6. Limitations and relation to adjacent benchmark frameworks
MobiFlow is explicitly presented as best suited for relative comparison rather than absolute leaderboards. Because applications and environments evolve, the paper cautions that absolute MobiFlow scores are mainly for reference, while relative comparisons across agent models are more reliable. Additional stated limitations include dependence on manual verification for failed tasks, false negatives in offline replay when novel valid paths are absent from the recorded set, and the absence of formal benchmark splits and comprehensive inventory statistics (Zhang et al., 30 Aug 2025).
Within the mobile-agent benchmarking landscape, MobiFlow occupies a distinct position. Mobile-Bench emphasizes hybrid UI+API control, starts tasks from the HOME page, includes 103 APIs, and introduces the CheckPoint metric for process-aware scoring of sequential actions (Deng et al., 2024). ColorBench later describes MobiFlow succinctly as modeling tasks as directed acyclic graphs for evaluation purpose, while extending graph-based benchmarking toward a strongly connected directed graph over finite mobile screen states for complex long-horizon tasks with atomic capability analysis (Song et al., 16 Oct 2025). MobiBench, in turn, addresses two limitations that it attributes to existing benchmarks—including single-path offline evaluation and monolithic agent scoring—by proposing a modular and multi path aware offline framework; it reports 94.72 percent agreement with human evaluators and each step has on average 2.95 valid actions (Im et al., 14 Dec 2025).
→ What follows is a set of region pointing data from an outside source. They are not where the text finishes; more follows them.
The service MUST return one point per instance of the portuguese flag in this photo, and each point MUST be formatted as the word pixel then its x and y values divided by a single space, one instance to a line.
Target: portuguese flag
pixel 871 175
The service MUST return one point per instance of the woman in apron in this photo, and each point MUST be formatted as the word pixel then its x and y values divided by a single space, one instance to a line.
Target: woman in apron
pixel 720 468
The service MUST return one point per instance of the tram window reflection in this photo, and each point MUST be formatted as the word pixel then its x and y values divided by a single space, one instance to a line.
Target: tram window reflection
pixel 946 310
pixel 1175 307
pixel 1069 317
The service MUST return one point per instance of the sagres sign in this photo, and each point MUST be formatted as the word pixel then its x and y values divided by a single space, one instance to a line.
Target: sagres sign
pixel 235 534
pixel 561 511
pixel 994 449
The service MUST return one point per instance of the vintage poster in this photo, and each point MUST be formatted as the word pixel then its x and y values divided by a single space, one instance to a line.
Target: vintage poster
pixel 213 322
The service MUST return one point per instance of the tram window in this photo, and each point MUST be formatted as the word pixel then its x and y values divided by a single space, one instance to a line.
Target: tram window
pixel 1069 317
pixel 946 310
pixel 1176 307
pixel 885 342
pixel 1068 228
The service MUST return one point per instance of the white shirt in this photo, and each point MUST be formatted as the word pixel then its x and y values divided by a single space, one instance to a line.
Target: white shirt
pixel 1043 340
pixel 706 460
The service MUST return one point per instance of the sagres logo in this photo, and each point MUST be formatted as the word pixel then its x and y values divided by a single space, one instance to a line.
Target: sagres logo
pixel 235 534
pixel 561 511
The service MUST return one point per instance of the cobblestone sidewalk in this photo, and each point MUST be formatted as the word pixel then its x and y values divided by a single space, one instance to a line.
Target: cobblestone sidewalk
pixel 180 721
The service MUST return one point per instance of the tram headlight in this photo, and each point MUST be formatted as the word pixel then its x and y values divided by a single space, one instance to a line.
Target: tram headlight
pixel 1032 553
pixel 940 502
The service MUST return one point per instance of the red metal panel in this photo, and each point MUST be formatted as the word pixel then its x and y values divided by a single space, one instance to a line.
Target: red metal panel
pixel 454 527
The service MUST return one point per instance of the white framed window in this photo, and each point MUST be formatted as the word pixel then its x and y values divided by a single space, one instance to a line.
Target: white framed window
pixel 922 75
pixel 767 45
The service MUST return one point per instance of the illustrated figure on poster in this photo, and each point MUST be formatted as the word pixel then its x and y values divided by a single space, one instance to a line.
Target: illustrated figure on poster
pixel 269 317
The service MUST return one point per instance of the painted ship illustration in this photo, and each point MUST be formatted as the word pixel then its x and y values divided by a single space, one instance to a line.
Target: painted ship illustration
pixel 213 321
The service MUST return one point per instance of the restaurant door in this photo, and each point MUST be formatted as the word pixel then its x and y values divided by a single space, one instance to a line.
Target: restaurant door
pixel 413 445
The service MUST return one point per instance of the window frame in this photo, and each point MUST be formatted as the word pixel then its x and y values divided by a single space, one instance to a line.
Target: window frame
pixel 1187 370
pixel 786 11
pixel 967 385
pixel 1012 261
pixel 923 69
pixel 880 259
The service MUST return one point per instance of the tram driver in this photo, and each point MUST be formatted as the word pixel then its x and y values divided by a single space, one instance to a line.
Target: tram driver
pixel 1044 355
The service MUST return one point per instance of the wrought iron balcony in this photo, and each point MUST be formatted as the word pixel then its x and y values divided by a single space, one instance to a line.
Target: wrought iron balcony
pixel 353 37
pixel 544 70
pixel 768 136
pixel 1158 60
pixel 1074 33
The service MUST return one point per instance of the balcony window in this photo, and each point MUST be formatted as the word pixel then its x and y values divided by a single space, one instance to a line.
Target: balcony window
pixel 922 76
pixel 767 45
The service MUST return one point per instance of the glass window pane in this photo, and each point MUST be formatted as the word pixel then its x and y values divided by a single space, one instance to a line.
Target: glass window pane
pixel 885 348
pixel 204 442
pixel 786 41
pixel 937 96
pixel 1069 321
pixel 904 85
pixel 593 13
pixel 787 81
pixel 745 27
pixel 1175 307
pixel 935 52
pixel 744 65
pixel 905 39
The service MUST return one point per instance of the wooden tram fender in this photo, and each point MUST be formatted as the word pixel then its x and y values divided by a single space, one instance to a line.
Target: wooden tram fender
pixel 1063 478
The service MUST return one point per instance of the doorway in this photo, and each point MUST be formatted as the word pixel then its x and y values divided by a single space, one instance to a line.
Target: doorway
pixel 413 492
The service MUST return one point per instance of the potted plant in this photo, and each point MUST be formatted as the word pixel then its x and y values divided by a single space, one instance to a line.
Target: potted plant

These comparisons clarify MobiFlow’s historical and technical niche. It is not an API-augmented emulator benchmark in the style of Mobile-Bench, nor a finite-state quasi-dynamic interaction graph like ColorBench, nor a module-standardized offline replay framework like MobiBench. Its defining contribution is the combination of DAG-based milestone specification, multi-level verification, partial-credit scoring, and replay-capable evaluation for third-party mobile applications under realistic but unstable conditions. In that sense, MobiFlow is best understood as a benchmarking framework plus a real-world task suite aimed at fairer evaluation of mobile GUI agents when exact-path supervision is too rigid and fully live evaluation is too unstable.